En outre, les acteurs du tourisme social et solidaire sont parfois éloignés des logiques tarifaires et des standards qu’imposent ces intermédiaires. La tarification sociale n’est pas prise en compte par les plateformes qui intègrent par exemple rarement le paiement en Chèques-Vacances. Les monnaies locales qui sont plus de soixante en France sont également absentes de ces plateformes. Aujourd’hui, les acteurs du tourisme social ou de l’écotourisme se lancent dans la création de plateformes alternatives, comme par exemple, la société coopérative d’intérêt collectif (SCIC) Les oiseaux de passage où je suis doctorant. Au-delà de la réappropriation des outils numériques, la SCIC a été reconnue jeune entreprise innovante pour ses actions de recherche sur le tourisme et l’économie collaborative, en lien avec des laboratoires universitaires.
Comment le tourisme social et solidaire pourrait-il reprendre sa place dans la filière touristique actuelle ?
Saskia : Les structures, associations et coopératives rassemblées sous cette bannière ont des histoires, des logiques politiques, des valeurs et des perspectives parfois très différentes. Pour (re)prendre une place qui pourrait s’avérer centrale dans les années à venir, il faudrait à la fois qu’elles parviennent à s’accorder et qu’elles obtiennent une reconnaissance et un soutien public pour leur rôle. Or, depuis deux décennies, les politiques touristiques nationales ont été uniquement centrées sur l’entrée des devises, c’est à dire sur l’industrie du tourisme international, en abandonnant les politiques sociales, environnementales, voire culturelles, des vacances et du temps libre.

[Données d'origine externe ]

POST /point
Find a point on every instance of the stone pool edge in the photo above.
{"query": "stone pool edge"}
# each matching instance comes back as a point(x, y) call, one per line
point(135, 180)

L’accueil, l’intermédiation et la relation ont été confisquées par les plateformes globales.
Il ne s’agit pas d’opposer les acteurs marchands et associatifs, mais de se demander comment remettre la relation et la confiance au cœur des échanges.
Il me semble qu’un changement pourrait advenir avec une meilleure coopération entre ces structures et les collectivités locales, qui, pour la plupart, ont maintenu et développé une réflexion et des actions sur ces sujets.
Prosper : Plusieurs structures et réseaux du tourisme social sont actuellement en difficulté financière et cherchent à se réinventer. Les aides aux départs sont souvent devenues une manière de redistribuer du pouvoir d’achat. La menace d’un plafonnement de ces aides par l’État est toujours d’actualité : évoquée lors de la Loi Travail de 2016 et arrêtée à l’occasion de l’anniversaire des 80 ans des congés payés, elle a ensuite été remise sur la table par des députés.
La période actuelle semble remettre à l’ordre du jour la question de la coopération entre collectivités locales et acteurs du tourisme social. La nouvelle maire de Poitiers a, par exemple, désigné une déléguée « vacances pour tous » et confié à l’agence de tourisme social Ekitour le soin de faire partir une cinquantaine d’enfants et autant de jeunes adultes de la résidence habitat jeunes Kennedy. Le Secours populaire a mis en place des activités de loisir dont ont bénéficié plusieurs centaines de familles. Ces actions sont les prémices d’un plan plus ambitieux au niveau de la ville de Poitiers.
Parmi les membres de la plateforme Les oiseaux de passage, les premiers retours font état d’une bonne fréquentation à l’été 2020 pour les hébergements individuels et les campings avec des réservations souvent de dernière minute et de proximité. Les acteurs travaillant à l’international et avec l’aérien ont été beaucoup plus impactés. L’intégration au territoire et la mixité d’hospitalité semble rendre les acteurs plus résilients. Reste à savoir l’impact dans la durée de cette période particulière sur l’imaginaire du voyage.